1951-1955 - Le Monde - Les avocats des canaux du nord-est
Au début des années 1950, des voix s’expriment pour un effort d’amélioration des voies navigables dans le nord-est de la France. Lorraine et Alsace sont le siège de charbonnages et d’industries sidérurgiques qui cherchent à s’intégrer davantage à l’Europe du charbon et de l’acier. Le 17 décembre 1951, Yves-Marie Goblet, géographe régionaliste et chroniqueur au journal Le Monde publie dans ce journal un article au sujet de la canalisation de la Moselle et de ses perspectives de rattachement au réseau navigable européen.
L’universitaire n’étant pas a priori parti prenante dans l’industrie du transport fluvial ou de ses clients, il ne prétend pas tirer de son analyse des vérités définitives sur la navigation intérieure.
«De fait, depuis le grand développement des voies ferrées, des pays tels que l’Angleterre et les États-Unis se sont désintéressés de la plupart de leurs canaux et de leurs rivières. En France leur situation n’a guère varié depuis 1680 - ce qui fait que leur modernisation, fort coûteuse, n’est guère concevable dans la majorité des cas. […]
«Cependant l’Allemagne, par exemple, a développé et perfectionné, dans une période de prospérité, ses voies navigables et réalisé entre autres la jonction Rhin-Danube, dont elle pensait faire l’épine dorsale d’un réseau européen. Il semble donc que la navigation intérieure pose avant tout des questions d’espèce et que chaque cas doive être étudié séparément dans sa complexité.»
Avant-guerre, la Moselle a été canalisée de Nancy à Thionville pour un gabarit de 280 tonnes mais elle pourrait être facilement aménagée pour les grands chalands sur ce tronçon ainsi qu’entre Thionville et Coblence sur le Rhin. Les difficultés seraient moins, selon Goblet, d’ordre technique que politique - le fleuve traverse trois États et la Sarre - et financier.

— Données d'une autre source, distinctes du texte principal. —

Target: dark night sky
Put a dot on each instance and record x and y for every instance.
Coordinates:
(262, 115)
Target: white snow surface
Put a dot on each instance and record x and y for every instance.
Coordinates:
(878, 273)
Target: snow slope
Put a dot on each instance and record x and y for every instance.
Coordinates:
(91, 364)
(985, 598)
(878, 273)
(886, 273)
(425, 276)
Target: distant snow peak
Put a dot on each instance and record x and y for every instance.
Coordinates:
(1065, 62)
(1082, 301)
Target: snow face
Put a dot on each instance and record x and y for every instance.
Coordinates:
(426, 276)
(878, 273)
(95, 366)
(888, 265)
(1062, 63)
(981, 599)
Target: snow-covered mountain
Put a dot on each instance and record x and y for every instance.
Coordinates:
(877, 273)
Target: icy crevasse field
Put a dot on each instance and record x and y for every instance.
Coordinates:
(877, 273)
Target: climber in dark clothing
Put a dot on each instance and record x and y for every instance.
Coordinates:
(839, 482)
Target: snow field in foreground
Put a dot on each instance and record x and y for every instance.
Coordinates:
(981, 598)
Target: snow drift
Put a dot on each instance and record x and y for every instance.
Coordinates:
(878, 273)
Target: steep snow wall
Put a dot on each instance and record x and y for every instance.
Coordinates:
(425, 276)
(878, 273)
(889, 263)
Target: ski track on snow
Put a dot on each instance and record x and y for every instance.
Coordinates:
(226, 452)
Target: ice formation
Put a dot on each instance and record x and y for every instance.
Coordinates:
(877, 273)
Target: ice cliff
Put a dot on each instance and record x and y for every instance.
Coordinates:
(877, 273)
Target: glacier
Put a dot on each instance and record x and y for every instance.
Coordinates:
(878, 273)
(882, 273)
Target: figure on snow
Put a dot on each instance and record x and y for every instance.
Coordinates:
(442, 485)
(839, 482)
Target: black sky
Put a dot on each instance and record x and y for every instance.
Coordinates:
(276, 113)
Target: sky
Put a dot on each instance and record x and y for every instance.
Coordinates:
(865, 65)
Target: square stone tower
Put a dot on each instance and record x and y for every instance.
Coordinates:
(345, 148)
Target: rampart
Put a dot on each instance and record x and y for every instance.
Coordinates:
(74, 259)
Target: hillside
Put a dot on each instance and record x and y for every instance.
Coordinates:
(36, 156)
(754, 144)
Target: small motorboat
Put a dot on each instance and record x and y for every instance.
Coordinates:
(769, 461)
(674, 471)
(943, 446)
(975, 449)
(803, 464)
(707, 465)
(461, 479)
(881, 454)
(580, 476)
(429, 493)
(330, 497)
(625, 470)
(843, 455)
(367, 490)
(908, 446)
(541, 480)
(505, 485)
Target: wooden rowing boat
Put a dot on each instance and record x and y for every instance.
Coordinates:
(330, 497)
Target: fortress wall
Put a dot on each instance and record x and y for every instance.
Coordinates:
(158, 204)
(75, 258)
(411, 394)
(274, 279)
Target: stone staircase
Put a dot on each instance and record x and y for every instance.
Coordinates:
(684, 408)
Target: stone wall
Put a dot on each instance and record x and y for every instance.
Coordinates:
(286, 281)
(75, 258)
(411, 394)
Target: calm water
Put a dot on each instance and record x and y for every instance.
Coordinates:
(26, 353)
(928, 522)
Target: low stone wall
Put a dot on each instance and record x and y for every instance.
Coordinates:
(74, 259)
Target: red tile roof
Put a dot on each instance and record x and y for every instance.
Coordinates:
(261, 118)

«La construction et l’exploitation pourraient être concédées à une société sous un contrôle d’État et qui demanderait des fonds à une organisation internationale telle que la Banque de reconstruction. En 1950 la somme nécessaire fut évaluée en francs français à 30 milliards, dont 4 pour la partie française, 4 pour la partie sarro-luxembourgeoise et 22 pour la partie allemande. Les promoteurs pensaient (avec quelque optimisme sans doute) que la moitié de cette somme pourrait être « financée et amortie « par la vente en Luxembourg et en Allemagne d’électricité produite par des usines situées aux barrages.»
Les raisons invoquées pour ce projet, l’auteur en indique la source : la Chambre de commerce de Metz, soucieuse de réduire le prix de l’approvisionnement de la sidérurgie lorraine en coke de la Ruhr et de l’exportation de minerai de fer lorrain. D’après elle, «les transports par eau étant meilleur marché que les transports par fer on réaliserait une économie d'environ 50 % pour les charbons, cokes et minerais, de 75 % pour les aciers marchands». Établir une concurrence avec la SNCF est un autre bénéfice attendu du canal. Citant les représentants de la sidérurgie lorraine pour qui «l'existence d'un autre moyen de transport le seul moyen certain d'obtenir des chemins de fer rabaissement de tarifs trop élevés», Y-M Goblet évalue à 600 millions de francs (anciens) annuellement les pertes résultantes de la SNCF et à quatre milliards les bénéfices des industries lourdes et extractives de la Lorraine.
Celles-ci furent les grandes gagnantes dans la compétition qui l’oppose au port de Strasbourg pour obtenir des travaux, lequel devra attendre pour voir ses revendications prises en compte : modernisation du canal de la Marne au Rhin et son prolongement jusqu'à l'Oise, le canal du Rhône au Rhin et de ses embranchements, le canal des Houillères de la Sarre, le canal de l'Est de Neuves-Maisons à Givet, la partie de la Moselle canalisée de Nancy à Thionville.